El edificio osciló, el vidrio de las ventanas saltó para caer a plomo treinta pisos hasta el suelo. Afuera, enormes estructuras se desplomaban. El océano estaba palpitando y revolviéndose a la distancia. Era hermoso, emocionante.
—Transferir todos los fondos —dijo Newcombe.
Los dos hombres extendían su mano para poner el pulgar en la almohadilla del microteclado del otro.
—Transacciones completas —contestó el microteclado en ambos implantes auditivos.
—Buen hombre —dijo Crane, extrayendo otro chip—. Ahora, apúrate, pon éste en tu puerto.
—¿Qué es?
—Voy a copiar tu mente y ponerla en las computadoras. Ese chip está en blanco.

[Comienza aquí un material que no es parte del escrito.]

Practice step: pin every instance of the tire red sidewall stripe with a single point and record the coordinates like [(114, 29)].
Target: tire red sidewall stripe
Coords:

—¡Dámelo! —rugió Newcombe. Una silla pasó volando. Newcombe cayó violentamente al suelo, pero protegió el whisky que tenía en la mano. El terremoto rugía alrededor de ellos.
—¡Aquí! —gritó Crane.
Newcombe extendió la mano para agarrar el chip y meterlo en el puerto.

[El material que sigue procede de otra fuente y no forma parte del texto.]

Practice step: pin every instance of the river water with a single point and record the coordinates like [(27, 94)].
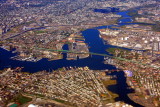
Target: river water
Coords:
[(94, 62)]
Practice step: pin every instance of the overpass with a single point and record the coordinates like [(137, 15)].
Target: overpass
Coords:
[(92, 53)]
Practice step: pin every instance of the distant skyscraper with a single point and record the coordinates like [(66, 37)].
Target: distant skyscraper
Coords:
[(156, 46)]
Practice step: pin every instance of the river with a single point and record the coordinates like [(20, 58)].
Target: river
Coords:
[(94, 62)]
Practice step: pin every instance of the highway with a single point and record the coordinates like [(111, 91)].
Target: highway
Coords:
[(91, 53)]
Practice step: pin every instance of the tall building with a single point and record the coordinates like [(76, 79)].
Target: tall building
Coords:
[(156, 46)]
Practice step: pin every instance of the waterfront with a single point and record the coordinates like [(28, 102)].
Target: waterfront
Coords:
[(93, 62)]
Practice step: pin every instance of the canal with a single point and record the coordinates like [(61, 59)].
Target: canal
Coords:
[(94, 63)]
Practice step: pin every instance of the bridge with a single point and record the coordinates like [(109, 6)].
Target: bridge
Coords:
[(92, 53)]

—¡Hazlo… aprisa! —urgió Crane.
Las sillas y las mesas estaban rebotando por el suelo, aun cuando toda la estructura gemía y bailaba. Crane se deleitaba experimentando el latigazo de primera mano. Otro violento sacudón, o dos, y el restaurante iba a pasar a formar parte del primer piso.
Newcombe metió el chip en su puerto; sintió que la cabeza se le retorcía, cuando le absorbió la mente poniéndola en un chip de 6,5 centímetros cuadrados, hecho de plástico transparente. El edificio bramaba mientras se sacudía peligrosamente. Crane, de rodillas ahora, tomó un veloz trago.
Newcombe se sacó el chip de su puerto.
—Estoy listo para irme —dijo, alcanzando el chip a Crane, quien rápidamente lo insertó en su microteclado y lo transmitió.
—Dios, estoy listo para irme.
Una salvaje convulsión los atrapó, ambos hombres lanzados de un lado al otro del salón, golpeándose en el bar, que rebotaba contra ellos. Y entonces la bestia empezó a gritar con todo, cuando empezó a aumentar la agonía del desgarramiento.
—Esto es lo más loco del mundo —gritó Crane por sobre el rugido—. ¡Pero el brazo… no me duele!
El edificio empezó a derrumbarse; sobre los hombres cayeron trocitos de cielo raso. Y entonces el mundo se dio vuelta. Lewis Crane se arrancó un chip de su propia cabeza y lo embutió en su microteclado, aun cuando se sentía caer… caer… La imagen alejándose. Distante. Una ciudad que se derrumbaba, un castillo de naipes construido en un túnel de viento, barrido en un instante.